Insulin is a hormone that regulates blood sugar. Resistance occurs when the body's cells become less responsive to insulin. This condition typically precedes type 2 diabetes.
Insulin resistance also occurs in more than half of stroke patients without type 2 diabetes, according to the authors of this study.
Because the body is still producing insulin, treatment often includes weight loss, dietary changes and medication. Medications like pioglitazone increase insulin sensitivity.
Lead study author Walter N. Kernan, MD, said in a press release, "The IRIS trial supports the value of more research to test the vascular benefits of other interventions such as exercise, diet and medications that have similar effects on metabolism as pioglitazone." Dr.
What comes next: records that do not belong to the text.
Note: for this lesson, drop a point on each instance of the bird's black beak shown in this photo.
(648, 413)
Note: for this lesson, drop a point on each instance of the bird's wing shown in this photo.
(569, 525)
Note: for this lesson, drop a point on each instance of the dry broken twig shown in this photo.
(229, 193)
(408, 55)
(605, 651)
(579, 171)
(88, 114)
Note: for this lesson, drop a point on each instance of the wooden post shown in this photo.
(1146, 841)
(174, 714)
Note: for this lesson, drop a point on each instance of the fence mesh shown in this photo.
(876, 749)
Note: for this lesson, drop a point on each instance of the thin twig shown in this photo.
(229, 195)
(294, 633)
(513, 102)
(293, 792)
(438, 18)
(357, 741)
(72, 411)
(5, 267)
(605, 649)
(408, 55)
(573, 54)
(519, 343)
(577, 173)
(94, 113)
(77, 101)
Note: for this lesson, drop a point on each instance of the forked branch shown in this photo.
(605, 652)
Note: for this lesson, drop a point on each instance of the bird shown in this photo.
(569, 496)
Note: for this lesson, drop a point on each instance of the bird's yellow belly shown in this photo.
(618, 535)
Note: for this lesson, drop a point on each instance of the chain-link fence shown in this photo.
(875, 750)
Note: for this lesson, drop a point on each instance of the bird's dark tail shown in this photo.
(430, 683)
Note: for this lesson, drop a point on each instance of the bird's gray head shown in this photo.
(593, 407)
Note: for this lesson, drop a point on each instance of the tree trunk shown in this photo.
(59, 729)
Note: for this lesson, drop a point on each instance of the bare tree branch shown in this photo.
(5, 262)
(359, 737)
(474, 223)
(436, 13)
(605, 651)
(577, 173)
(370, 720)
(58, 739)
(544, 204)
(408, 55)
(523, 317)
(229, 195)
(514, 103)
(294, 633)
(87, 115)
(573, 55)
Kernan is a professor of medicine at Yale University.
Dr. Kernan and team looked at more than 3,800 patients from the Insulin Resistance Intervention after Stroke (IRIS) study. Patients in this study had insulin resistance but not type 2 diabetes. Patients also had a stroke or transient ischemic attack (TIA) within six months of the study's start.
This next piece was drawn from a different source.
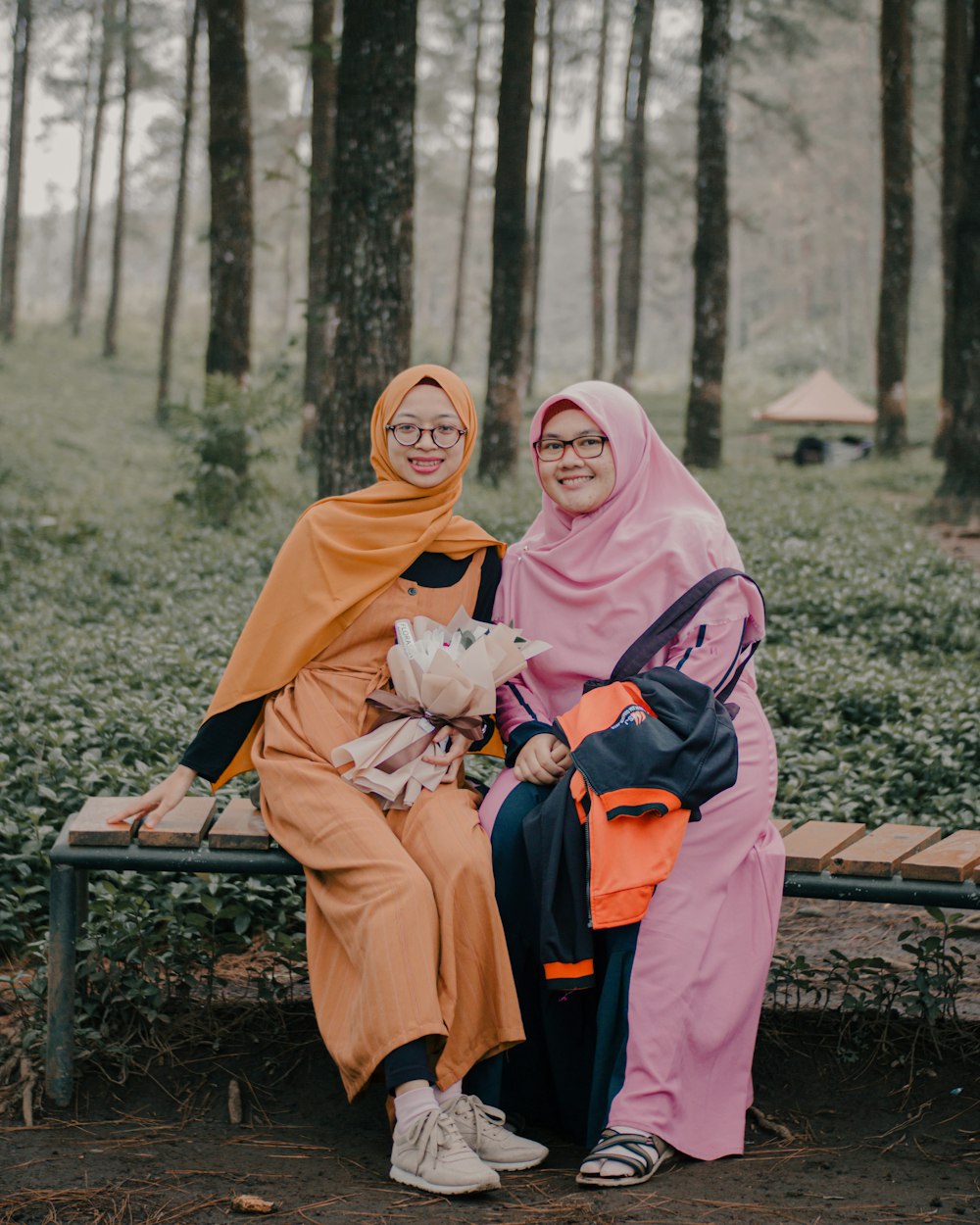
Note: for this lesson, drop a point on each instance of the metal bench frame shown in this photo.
(69, 906)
A stroke occurs when a clot blocks a blood vessel in the brain. A TIA is a temporary stroke that resolves on its own.
These patients were divided into two groups. The first group took 45 mg of pioglitazone daily. The second group took a placebo pill.
After five years, fewer strokes and heart attacks were seen in the pioglitazone group. The medication also reduced the risk of developing type 2 diabetes by more than half.
Pioglitazone did increase the risk of bone fractures, which are a known side effect of the medication.
Pioglitazone is not currently approved by the US Food and Drug Administration (FDA) for stroke or heart attack prevention.
This study was published Feb. 17 in the New England Journal of Medicine.
The National Institute of Neurological Disorders and Stroke funded this research.
Dr. Kernan and co-author Gary Ford reported receiving fees or financial support from pharmaceutical companies such as Takeda, Pfizer and Astra Zeneca. These companies make medications used in the treatment of diabetes and stroke.